Donc, si les réflexions ci-dessous paraissent un peu excitées, cher lecteur, prière de m’en excuser: j’ai passé les derniers jours au milieu des dizaines de milliers de manifestants, au milieu de voitures de police en feu et à proximité du quartier général du parti de Moubarak en flammes, accompagné une patrouille de citoyens qui contrôlaient les voitures (car il y a des pillages, notamment par des thugs du régime, qui cherche à créer le chaos), occupé des carrefours et fraternisé avec des soldats sur des tanks. Et tout cela au Caire, à Suez et à Alexandrie, à partir de ma chambre!

2011, ou 1989 revisité

Ce que le monde arabe – j’écris presque: la nation arabe- a vécu ces dernières semaines n’est rien de moins qu’un gigantesque développement aux répercussions mondiales, un tremblement de terre du calibre de celui qui a fait s’effondrer les régimes staliniens en 1989.
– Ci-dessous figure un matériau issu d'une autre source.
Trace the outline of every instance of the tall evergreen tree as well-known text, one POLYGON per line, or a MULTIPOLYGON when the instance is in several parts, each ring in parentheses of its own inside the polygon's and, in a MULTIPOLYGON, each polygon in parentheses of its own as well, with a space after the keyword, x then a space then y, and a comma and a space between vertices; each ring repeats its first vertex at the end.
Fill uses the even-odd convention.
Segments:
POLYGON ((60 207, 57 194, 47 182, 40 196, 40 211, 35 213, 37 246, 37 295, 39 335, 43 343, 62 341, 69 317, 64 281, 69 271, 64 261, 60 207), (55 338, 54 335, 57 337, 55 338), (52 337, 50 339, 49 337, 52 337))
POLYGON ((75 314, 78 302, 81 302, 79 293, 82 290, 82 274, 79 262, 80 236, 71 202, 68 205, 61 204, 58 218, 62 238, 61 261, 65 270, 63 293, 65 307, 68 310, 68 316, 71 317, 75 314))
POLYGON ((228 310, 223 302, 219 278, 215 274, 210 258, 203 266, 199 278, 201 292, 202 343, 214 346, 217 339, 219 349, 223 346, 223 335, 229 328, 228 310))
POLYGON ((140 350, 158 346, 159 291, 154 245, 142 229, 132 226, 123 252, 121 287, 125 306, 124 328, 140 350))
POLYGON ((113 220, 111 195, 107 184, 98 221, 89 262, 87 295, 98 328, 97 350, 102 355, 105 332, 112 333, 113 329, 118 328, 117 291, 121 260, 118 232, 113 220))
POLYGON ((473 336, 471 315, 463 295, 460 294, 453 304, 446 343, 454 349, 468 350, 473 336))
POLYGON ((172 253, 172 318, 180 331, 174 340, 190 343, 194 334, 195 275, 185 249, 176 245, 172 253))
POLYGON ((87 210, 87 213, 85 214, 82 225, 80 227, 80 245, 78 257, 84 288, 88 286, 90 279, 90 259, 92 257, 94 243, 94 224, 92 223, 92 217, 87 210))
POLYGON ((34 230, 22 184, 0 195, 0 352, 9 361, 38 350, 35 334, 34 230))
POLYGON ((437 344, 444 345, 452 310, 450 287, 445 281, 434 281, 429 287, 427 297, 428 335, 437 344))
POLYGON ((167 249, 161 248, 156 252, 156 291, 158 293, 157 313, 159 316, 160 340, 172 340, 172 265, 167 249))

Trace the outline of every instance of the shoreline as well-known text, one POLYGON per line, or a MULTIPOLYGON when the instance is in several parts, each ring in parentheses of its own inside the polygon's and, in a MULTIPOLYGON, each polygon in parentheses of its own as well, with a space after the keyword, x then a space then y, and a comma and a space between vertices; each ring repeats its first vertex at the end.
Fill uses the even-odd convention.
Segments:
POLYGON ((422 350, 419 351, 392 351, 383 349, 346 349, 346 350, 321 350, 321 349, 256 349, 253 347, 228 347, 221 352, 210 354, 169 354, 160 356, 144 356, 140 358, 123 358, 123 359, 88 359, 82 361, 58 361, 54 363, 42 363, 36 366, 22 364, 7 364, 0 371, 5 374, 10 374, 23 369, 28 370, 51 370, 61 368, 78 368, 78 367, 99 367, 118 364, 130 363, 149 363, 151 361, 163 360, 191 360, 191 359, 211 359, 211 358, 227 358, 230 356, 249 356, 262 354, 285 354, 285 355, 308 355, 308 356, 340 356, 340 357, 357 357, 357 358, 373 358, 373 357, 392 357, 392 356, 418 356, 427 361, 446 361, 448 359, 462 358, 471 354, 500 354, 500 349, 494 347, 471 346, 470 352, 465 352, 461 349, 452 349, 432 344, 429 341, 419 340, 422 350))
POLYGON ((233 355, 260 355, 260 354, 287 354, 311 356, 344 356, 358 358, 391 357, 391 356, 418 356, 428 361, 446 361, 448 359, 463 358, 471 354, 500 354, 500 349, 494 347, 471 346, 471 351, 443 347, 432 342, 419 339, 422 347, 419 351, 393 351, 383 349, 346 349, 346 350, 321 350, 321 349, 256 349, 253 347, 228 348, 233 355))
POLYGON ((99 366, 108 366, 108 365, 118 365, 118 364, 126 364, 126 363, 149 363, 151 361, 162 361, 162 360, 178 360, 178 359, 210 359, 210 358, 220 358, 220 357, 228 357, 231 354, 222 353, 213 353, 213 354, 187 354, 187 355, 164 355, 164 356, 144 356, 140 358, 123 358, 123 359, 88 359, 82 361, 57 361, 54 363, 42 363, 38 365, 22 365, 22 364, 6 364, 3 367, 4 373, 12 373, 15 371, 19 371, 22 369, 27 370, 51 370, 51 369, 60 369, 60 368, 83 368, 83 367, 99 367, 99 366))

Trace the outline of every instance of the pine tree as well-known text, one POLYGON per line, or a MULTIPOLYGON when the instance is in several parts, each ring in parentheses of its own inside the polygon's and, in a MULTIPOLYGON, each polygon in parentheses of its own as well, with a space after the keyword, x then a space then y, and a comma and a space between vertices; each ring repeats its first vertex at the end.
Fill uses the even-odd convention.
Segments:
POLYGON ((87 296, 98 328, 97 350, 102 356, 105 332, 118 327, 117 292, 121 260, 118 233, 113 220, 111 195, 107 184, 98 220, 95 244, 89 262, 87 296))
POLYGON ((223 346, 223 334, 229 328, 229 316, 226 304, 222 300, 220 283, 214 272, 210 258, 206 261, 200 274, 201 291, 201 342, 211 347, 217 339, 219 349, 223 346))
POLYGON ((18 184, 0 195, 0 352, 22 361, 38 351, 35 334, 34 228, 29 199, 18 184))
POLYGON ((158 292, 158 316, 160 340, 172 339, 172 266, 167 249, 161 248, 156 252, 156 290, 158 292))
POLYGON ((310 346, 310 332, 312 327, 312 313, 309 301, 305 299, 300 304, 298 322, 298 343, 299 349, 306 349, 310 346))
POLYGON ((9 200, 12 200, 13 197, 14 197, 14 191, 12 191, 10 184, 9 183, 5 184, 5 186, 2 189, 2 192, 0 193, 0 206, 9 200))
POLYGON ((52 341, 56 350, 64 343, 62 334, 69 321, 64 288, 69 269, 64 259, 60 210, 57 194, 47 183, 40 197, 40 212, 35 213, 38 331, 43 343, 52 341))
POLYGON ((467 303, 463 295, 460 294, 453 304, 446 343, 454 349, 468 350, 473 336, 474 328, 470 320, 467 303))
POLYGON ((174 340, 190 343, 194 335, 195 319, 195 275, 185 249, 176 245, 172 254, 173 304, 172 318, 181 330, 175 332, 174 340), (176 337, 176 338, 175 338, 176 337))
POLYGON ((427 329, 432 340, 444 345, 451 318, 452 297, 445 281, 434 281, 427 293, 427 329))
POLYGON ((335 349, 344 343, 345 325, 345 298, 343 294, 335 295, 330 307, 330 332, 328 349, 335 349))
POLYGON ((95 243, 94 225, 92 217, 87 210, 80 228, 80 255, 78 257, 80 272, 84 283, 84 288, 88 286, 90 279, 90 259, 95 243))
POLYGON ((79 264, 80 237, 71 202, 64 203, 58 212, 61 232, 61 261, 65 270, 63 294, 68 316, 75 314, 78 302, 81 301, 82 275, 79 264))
Car la charge populaire contre les dictatures arabes – pour le moment encore dans deux pays, mais le mécontentement grandit aussi dans d’autres – va changer les paramètres de la géopolitique: si les dictateurs tombent, toutes les relations et toutes les données de base sont mis sous pression : les prix pétroliers sont déjà à la hausse, les transactions financières massives entre les élites arabes corrompues et l’Occident vont fondre en partie, les rapports de forces dans la Palestine historique et entre Israël et l’axe Syrie-Hezbollah-Iran vont changer en profondeur, la viabilité de la monarchie saoudienne sera mise en question et les relations entre le Moyen-Orient, l’Europe, la Turquie, les USA et l’Iran changeront d’allure.

L’homme qui a mis le feu aux poudres s’appelait Mohammed Bouazizi, un pauvre marchand de rue tunisien. Après que sa carriole ait été confisquée parce qu’il n’avait pas de quoi verser un bakchich, que le personnel municipal l’ait humilié, que le gouverneur ait refusé de l’écouter, Mohammed Bouazizi s’est immolé par le feu, de désespoir et de rage. Il est mort des suites de ses blessures, le 4 janvier, 18 jours après son acte, mais, entre-temps, il avait plongé toute la Tunisie dans la révolution.

Et voilà que le vent du changement soulève l’Egypte, le plus grand pays arabe, le plus peuplé, et le plus important géostratégiquement. Le vent soufflera-t-il encore plus loin vers l’Est, jusqu’en Palestine, et au-delà? Cela semble possible, car les peuples bougent aussi ailleurs, surtout en Jordanie et au Yémen pour le moment.

Le feu qui a tué Bouazizi a enflammé tout le monde arabe – un monde où d’immenses frustrations attendent depuis longtemps une excuse, un prétexte, un appel pour mettre les masses en mouvement.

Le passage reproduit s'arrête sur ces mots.